A algunos les parece indigno rebajarse a pedir nada. El hombre es responsable de sí mismo y de su historia. Pero, aun siendo esto verdad, también lo es que los hombres vivimos del amor de Dios.
Y reconocerlo significa arraigarnos en nuestra propia verdad. Para otros, Dios es algo demasiado irreal. Un ser lejano que no se preocupa del mundo.
Por un lado estamos nosotros, sumergidos en “el laberinto de las cosas terrenas”, y, por otro, Dios en su mundo eterno.
Y, sin embargo, orar a Dios es descubrir que está de nuestro lado contra el mal que nos amenaza. Suplicar es invocar a Dios como gracia, liberación y fuerza para vivir.
Pero es entonces, precisamente, cuando Dios nos parece demasiado débil e impotente, pues no actúa ni interviene. Y es cierto que Dios no lo puede todo.
Ha creado el mundo y lo respeta tal como es, sin entrar en conflicto con él. Nos ha hecho libres y no anula nuestras decisiones.

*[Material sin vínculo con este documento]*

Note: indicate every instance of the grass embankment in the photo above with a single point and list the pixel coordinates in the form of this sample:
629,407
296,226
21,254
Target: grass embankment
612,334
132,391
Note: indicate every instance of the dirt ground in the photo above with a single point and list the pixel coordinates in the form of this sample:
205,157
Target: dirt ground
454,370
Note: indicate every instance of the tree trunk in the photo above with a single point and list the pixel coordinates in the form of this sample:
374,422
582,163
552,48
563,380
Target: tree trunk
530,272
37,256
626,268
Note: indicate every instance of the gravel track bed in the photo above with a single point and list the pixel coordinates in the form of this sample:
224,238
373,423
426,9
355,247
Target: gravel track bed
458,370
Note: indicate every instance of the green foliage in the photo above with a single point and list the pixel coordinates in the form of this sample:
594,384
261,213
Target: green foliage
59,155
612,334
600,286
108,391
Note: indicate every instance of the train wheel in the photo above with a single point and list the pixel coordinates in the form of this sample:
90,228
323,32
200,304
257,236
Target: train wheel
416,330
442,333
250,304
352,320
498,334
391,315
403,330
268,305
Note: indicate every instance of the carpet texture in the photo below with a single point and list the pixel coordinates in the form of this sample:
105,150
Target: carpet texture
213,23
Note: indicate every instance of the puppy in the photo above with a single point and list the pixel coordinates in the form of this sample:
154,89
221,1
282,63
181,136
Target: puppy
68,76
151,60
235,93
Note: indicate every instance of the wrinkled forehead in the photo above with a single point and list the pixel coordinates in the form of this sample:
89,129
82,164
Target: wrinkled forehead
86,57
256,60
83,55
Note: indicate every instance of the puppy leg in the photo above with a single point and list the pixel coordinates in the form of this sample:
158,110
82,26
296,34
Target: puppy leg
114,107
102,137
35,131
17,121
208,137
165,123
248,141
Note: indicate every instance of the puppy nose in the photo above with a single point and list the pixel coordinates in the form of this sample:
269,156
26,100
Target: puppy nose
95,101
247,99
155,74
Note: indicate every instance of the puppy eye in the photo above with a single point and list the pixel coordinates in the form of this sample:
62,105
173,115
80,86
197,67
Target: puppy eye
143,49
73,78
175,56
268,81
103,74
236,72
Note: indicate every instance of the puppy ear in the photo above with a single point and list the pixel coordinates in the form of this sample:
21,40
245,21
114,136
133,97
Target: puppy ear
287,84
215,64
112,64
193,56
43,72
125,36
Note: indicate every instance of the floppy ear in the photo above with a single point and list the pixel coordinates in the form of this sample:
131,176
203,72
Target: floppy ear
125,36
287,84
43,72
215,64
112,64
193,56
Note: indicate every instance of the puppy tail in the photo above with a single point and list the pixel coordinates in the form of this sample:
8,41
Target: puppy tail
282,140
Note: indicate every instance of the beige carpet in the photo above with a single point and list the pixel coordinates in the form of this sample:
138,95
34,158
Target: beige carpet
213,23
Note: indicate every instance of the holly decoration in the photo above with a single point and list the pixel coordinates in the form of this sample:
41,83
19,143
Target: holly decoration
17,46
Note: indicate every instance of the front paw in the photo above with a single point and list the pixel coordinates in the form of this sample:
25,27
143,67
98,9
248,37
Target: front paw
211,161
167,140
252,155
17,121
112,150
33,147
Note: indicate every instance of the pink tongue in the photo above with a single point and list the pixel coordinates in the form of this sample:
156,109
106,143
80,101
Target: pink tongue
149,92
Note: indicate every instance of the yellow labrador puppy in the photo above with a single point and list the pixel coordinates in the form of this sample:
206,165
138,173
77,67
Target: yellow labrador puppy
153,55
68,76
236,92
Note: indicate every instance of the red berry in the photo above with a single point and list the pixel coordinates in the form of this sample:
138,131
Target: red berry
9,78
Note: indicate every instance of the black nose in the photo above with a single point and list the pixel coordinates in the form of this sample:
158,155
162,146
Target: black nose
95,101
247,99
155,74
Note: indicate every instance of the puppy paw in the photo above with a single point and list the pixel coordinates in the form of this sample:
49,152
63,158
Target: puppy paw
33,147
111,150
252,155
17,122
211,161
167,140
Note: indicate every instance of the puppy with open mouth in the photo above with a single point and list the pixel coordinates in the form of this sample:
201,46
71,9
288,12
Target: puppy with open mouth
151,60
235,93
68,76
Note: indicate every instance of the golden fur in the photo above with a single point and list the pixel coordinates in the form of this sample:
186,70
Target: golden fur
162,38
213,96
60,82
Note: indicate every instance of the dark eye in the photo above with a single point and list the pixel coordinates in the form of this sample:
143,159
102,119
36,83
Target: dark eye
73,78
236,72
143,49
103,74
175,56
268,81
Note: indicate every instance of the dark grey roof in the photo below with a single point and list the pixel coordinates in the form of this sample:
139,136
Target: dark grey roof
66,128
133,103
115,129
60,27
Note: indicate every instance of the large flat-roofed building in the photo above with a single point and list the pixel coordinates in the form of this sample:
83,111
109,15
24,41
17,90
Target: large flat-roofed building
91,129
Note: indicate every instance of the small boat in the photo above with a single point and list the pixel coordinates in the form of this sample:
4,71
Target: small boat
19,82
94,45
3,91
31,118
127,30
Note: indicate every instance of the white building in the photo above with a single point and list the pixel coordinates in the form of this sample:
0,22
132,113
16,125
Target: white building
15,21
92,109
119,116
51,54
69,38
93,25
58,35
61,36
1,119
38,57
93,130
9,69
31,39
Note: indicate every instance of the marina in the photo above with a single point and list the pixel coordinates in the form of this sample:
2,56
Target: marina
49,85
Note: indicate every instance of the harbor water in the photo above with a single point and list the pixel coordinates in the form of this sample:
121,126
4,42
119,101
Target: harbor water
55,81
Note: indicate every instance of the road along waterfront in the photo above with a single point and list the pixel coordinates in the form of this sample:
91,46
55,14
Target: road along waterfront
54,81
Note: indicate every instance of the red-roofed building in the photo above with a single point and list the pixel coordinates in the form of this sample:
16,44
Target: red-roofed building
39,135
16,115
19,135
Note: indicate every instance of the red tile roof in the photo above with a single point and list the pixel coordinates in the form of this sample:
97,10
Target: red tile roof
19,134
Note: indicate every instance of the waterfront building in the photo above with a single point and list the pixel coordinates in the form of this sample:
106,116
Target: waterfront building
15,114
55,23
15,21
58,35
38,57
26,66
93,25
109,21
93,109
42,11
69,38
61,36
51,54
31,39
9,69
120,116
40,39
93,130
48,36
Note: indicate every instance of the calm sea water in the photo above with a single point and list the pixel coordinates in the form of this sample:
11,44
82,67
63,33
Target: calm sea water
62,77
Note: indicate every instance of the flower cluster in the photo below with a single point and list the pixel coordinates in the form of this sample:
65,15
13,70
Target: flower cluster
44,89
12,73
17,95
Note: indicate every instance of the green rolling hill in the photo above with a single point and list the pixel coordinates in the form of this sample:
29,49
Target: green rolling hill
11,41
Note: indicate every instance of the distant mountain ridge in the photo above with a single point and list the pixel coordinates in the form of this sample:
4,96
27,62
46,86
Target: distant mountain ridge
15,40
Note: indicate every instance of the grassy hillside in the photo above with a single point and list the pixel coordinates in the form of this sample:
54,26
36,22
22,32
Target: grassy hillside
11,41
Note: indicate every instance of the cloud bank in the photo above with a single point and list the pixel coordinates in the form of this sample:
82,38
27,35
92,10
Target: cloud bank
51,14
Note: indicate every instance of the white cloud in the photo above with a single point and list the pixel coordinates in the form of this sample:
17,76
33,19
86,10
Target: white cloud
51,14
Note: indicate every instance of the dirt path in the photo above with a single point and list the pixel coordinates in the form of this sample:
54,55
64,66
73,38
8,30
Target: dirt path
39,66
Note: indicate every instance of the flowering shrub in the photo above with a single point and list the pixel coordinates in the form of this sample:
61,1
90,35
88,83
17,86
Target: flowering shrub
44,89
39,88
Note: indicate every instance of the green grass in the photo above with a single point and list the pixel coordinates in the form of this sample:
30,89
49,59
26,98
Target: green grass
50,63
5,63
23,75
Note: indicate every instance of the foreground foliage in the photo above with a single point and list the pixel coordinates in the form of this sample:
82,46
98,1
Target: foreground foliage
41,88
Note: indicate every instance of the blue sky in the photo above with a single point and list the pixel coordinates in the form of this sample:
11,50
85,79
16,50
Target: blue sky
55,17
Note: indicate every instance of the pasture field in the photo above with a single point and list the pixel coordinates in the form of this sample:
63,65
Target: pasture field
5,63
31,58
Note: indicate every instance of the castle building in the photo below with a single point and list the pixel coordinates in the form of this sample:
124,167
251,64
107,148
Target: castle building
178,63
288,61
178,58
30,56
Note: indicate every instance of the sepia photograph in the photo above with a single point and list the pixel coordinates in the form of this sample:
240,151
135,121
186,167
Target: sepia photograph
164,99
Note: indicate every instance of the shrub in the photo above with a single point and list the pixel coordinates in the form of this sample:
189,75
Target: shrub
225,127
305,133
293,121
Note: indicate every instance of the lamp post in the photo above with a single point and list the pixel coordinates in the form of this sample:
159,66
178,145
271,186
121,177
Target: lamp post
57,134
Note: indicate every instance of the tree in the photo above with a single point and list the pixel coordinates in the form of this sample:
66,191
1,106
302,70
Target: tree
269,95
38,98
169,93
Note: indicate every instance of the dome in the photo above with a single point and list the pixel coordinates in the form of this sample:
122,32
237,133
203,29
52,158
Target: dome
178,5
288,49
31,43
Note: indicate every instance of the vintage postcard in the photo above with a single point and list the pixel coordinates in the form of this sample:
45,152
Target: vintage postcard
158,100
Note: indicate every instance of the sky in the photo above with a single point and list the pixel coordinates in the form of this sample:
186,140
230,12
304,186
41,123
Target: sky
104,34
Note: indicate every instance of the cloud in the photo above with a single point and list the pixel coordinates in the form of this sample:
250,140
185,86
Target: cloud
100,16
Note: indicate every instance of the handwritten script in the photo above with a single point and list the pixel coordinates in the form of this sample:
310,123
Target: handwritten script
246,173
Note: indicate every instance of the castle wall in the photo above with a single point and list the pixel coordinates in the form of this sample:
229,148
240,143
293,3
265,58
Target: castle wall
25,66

Pero los acontecimientos del mundo y nuestra propia vida no son algo cerrado. Y la súplica es ya fecunda en sí misma porque nos abre a ese Dios que está trabajando nuestra salvación definitiva por encima de todo mal.
Si nosotros oramos a Dios no es para que nos ame más y se preocupe con más atención de nosotros. Dios no puede amarnos más de lo que nos ama.
Somos nosotros los que, al orar, descubrimos la vida desde el horizonte de su amor y nos abrimos a su voluntad salvadora.
No es Dios el que tiene que cambiar, sino nosotros. La humilde mujer cananea arrodillada con fe a los pies de Jesús puede ser una llamada y una invitación a recuperar el sentido de la súplica confiada al Señor.